Continuing in this stream of thought, Paul goes on to write “Or do you not know that anyone who is united with a prostitute is one body with her? For it is said ‘The two will become one flesh.’” (1 Corinthians 6:16) Paul then hammers home the communal aspect of his use of “body,” thus enabling us to read “But the one united with the Lord is one spirit with Him” (6:17). To this is then added “Flee sexual immorality!” (6:18a) Having made this statement, Paul goes on to quote what must have been a portion of what has been reported to him about this church, writing “Every sin a person commits is outside of the body” (6:18b).

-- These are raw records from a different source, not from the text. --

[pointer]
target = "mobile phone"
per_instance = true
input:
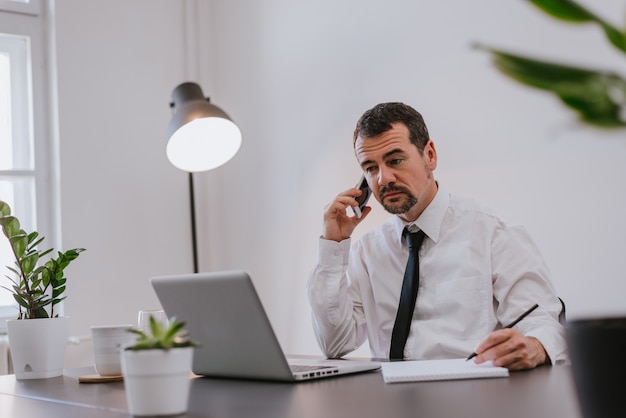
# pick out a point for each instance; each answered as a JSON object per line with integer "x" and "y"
{"x": 363, "y": 198}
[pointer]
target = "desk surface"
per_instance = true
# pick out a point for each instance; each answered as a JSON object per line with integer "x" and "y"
{"x": 543, "y": 392}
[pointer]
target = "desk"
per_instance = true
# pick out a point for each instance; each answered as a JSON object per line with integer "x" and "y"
{"x": 545, "y": 392}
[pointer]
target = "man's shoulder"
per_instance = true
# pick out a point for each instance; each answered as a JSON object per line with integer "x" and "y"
{"x": 466, "y": 204}
{"x": 381, "y": 231}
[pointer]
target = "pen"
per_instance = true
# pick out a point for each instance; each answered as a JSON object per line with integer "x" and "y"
{"x": 511, "y": 325}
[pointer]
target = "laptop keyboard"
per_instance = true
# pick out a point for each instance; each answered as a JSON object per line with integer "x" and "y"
{"x": 298, "y": 368}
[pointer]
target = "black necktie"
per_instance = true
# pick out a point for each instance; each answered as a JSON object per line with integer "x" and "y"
{"x": 408, "y": 295}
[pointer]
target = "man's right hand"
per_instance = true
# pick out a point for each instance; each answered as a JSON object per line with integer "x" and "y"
{"x": 338, "y": 225}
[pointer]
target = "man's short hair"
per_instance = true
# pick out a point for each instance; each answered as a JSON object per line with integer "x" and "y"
{"x": 380, "y": 118}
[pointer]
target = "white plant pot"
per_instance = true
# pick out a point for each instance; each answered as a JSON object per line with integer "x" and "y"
{"x": 157, "y": 381}
{"x": 38, "y": 346}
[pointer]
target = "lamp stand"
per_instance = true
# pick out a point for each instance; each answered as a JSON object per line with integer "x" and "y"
{"x": 194, "y": 239}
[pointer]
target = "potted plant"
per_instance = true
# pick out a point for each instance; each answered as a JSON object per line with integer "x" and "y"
{"x": 157, "y": 368}
{"x": 38, "y": 337}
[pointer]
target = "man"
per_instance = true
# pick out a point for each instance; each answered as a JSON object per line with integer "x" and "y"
{"x": 476, "y": 273}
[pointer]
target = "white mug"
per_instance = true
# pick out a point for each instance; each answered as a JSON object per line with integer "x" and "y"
{"x": 108, "y": 341}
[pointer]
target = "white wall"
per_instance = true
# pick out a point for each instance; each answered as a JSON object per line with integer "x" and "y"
{"x": 118, "y": 63}
{"x": 296, "y": 76}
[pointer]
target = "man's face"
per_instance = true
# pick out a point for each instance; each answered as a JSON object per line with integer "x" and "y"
{"x": 400, "y": 178}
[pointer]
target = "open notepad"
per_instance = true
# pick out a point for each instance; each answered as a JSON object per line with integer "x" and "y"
{"x": 449, "y": 369}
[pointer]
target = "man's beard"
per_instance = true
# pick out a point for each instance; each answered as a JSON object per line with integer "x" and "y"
{"x": 401, "y": 205}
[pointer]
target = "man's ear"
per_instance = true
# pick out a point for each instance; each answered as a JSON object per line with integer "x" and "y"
{"x": 430, "y": 155}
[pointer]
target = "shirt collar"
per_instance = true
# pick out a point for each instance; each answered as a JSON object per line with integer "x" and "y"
{"x": 431, "y": 219}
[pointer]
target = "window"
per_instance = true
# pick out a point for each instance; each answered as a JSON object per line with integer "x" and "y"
{"x": 25, "y": 138}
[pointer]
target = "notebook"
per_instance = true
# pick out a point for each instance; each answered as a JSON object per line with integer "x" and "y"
{"x": 448, "y": 369}
{"x": 224, "y": 314}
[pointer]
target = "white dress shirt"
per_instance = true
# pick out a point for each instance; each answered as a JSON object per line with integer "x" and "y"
{"x": 476, "y": 274}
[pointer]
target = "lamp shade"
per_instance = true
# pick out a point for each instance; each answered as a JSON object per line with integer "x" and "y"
{"x": 201, "y": 136}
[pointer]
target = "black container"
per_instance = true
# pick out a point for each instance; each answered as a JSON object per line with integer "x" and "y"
{"x": 598, "y": 352}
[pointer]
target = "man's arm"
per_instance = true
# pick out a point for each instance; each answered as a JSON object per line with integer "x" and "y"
{"x": 338, "y": 318}
{"x": 521, "y": 279}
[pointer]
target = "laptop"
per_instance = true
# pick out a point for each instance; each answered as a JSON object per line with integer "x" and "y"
{"x": 224, "y": 314}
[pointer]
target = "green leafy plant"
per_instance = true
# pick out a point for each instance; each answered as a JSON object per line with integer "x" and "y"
{"x": 35, "y": 287}
{"x": 598, "y": 96}
{"x": 162, "y": 337}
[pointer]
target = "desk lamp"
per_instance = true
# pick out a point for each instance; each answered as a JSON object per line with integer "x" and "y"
{"x": 201, "y": 137}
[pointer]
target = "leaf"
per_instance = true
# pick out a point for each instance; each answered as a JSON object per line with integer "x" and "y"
{"x": 19, "y": 244}
{"x": 58, "y": 291}
{"x": 598, "y": 96}
{"x": 571, "y": 11}
{"x": 10, "y": 226}
{"x": 5, "y": 210}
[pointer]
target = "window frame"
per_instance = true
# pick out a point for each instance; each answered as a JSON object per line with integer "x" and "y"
{"x": 33, "y": 20}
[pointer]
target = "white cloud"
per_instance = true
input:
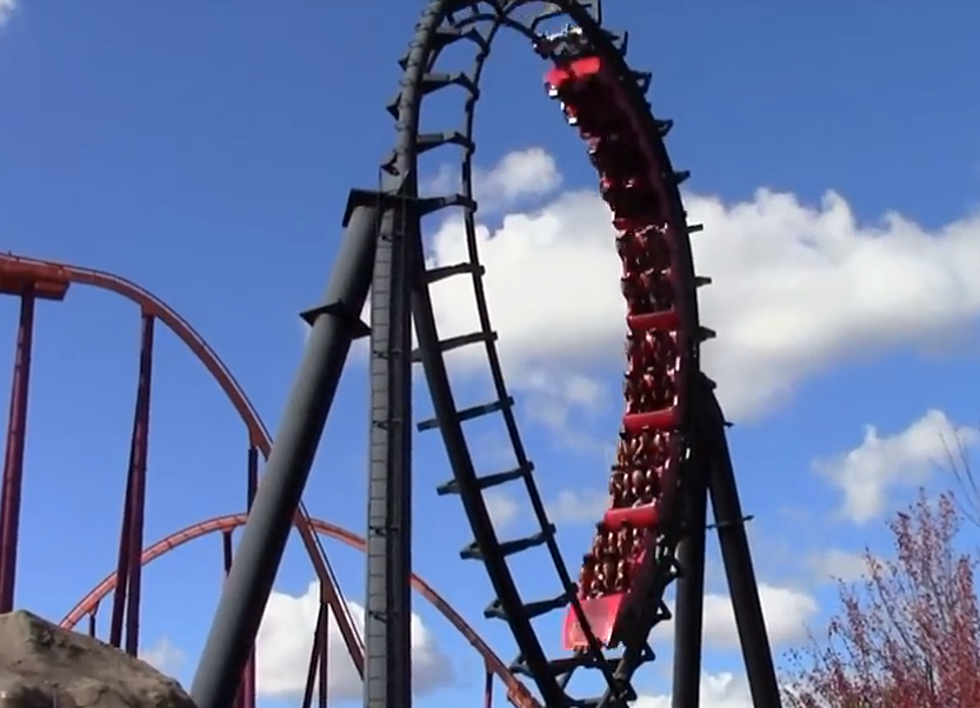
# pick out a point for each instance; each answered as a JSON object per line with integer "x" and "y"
{"x": 568, "y": 507}
{"x": 797, "y": 289}
{"x": 502, "y": 507}
{"x": 786, "y": 612}
{"x": 867, "y": 473}
{"x": 518, "y": 177}
{"x": 7, "y": 8}
{"x": 164, "y": 656}
{"x": 721, "y": 690}
{"x": 285, "y": 641}
{"x": 576, "y": 507}
{"x": 835, "y": 564}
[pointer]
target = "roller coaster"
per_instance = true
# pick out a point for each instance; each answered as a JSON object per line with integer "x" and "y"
{"x": 671, "y": 455}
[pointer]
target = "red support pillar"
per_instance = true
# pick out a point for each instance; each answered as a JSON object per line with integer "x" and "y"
{"x": 125, "y": 602}
{"x": 324, "y": 632}
{"x": 248, "y": 679}
{"x": 30, "y": 282}
{"x": 227, "y": 554}
{"x": 488, "y": 690}
{"x": 13, "y": 464}
{"x": 139, "y": 454}
{"x": 316, "y": 655}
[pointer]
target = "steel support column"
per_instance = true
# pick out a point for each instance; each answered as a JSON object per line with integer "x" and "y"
{"x": 13, "y": 463}
{"x": 737, "y": 559}
{"x": 388, "y": 611}
{"x": 689, "y": 610}
{"x": 335, "y": 325}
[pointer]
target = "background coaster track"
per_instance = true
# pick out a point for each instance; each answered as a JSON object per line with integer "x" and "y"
{"x": 444, "y": 23}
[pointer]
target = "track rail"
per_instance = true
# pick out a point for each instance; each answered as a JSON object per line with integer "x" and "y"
{"x": 89, "y": 604}
{"x": 31, "y": 275}
{"x": 445, "y": 23}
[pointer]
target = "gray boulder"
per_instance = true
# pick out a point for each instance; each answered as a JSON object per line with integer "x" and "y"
{"x": 44, "y": 666}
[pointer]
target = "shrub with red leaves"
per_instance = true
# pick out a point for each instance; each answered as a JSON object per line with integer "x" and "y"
{"x": 908, "y": 635}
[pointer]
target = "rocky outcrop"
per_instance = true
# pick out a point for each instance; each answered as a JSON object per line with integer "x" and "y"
{"x": 44, "y": 666}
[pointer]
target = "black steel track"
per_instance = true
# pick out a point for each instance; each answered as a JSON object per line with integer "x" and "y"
{"x": 443, "y": 23}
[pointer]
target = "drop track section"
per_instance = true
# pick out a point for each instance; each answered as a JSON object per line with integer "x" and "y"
{"x": 591, "y": 61}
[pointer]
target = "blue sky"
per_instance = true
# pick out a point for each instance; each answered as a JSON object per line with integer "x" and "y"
{"x": 206, "y": 152}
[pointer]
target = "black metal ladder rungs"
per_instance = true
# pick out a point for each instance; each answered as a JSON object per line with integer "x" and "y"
{"x": 509, "y": 548}
{"x": 470, "y": 413}
{"x": 487, "y": 481}
{"x": 448, "y": 345}
{"x": 565, "y": 664}
{"x": 434, "y": 275}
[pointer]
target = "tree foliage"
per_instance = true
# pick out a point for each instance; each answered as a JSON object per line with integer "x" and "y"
{"x": 908, "y": 634}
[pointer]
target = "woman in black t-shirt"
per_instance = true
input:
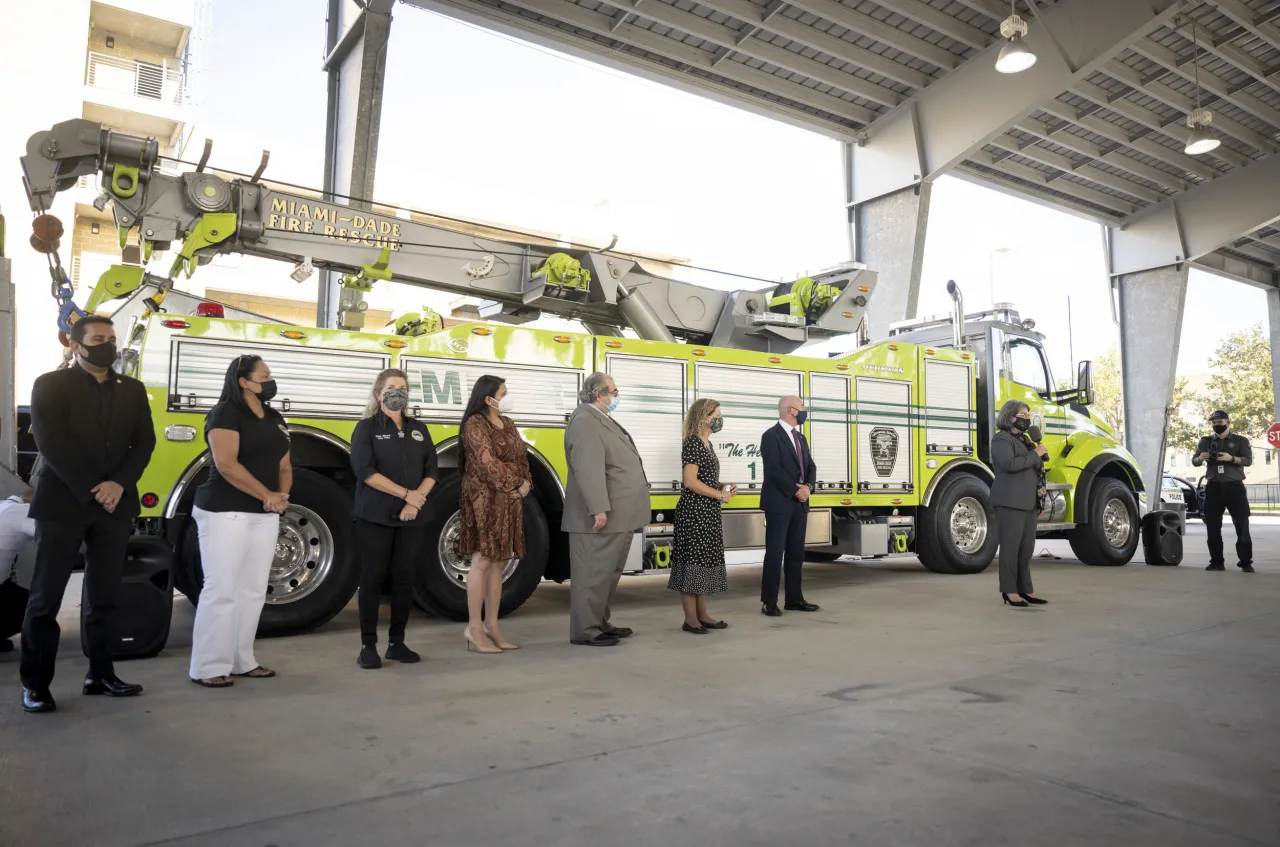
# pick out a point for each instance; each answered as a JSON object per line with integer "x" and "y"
{"x": 238, "y": 514}
{"x": 396, "y": 468}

This seems to have unavoidable communal implications, as if Paul was being informed that practices in which some were engaging, which it could be argued did not rightly bear out the image of the Creator God as was intended for ambassadors of the kingdom of that God that had been established upon the earth, should not have a negative effect on the way that Paul views this church or the way that the church is viewed by the community in which it is present---especially if the practices would not necessarily have been considered scandalous to the observing community or if it might have been proposed that such practices were a means of outreach and inclusion of all and sundry in the mold of Jesus’ inclusion, at His tables, of those outside the boundaries of the covenant people.
To this, Paul replies “but the immoral person sins against his own body” (6:18c). The use of “immoral” is clearly linked with the previously referenced sexual immorality and the mention of prostitutes, while the use of “body,” taking into consideration the union and uniting aspects that Paul has already mentioned, should be taken as a reference to the church. Therefore, Paul’s critique asks to be understood as a critique of practices that are allowed to take place within the church (and not necessarily personal practices of individuals in their “private lives”), with these practices causing the church as a body to fall short of its responsibility to bear the image of the Creator God, which it can only do as it imitates Jesus---seeing the Father in Him and in the deeds and practices of His ministry.
Naturally, Paul is not buying their argument, so the dissertation closes with Paul writing “Or do you not know that your body is the temple of the Holy Spirit who is in you, whom you have from God, and you are not your own? For you were bought at a price. Therefore glorify God with your body” (6:19-20). With this, there are obvious and unmistakably individual and corporate applications and implications. Clearly, if all of this is considered within the responsibility of the church and its members to be the representatives of a kingdom (a community), one is not to be separated from the other.
Returning to the thirteenth verse then, it is most interesting to note that talk of prostitutes and sin and the body follows immediately after “Food is for the stomach and the stomach is for food, but God will do away with both” (6:13a), which in turn follows Paul’s rejoinders of “but not everything is beneficial” and “but I will not be controlled by anything” (6:12b,d), which are his apparent responses to the statement that has come to him (again, presumably from this church) that “All things are lawful for me” (6:12a,c). The juxtaposition of an elaboration on what is lawful, beneficial, controlling, and food, against a statement about sexual immorality and the body, cannot help but cause one to consider yet another common and accepted aspect of ancient meal practice upon which this study has yet to elaborate. This situating of content concerning sexual morality (or immorality) in the context of food considerations and meal practice may be quite telling for an understanding of the issues at hand in the church at Corinth.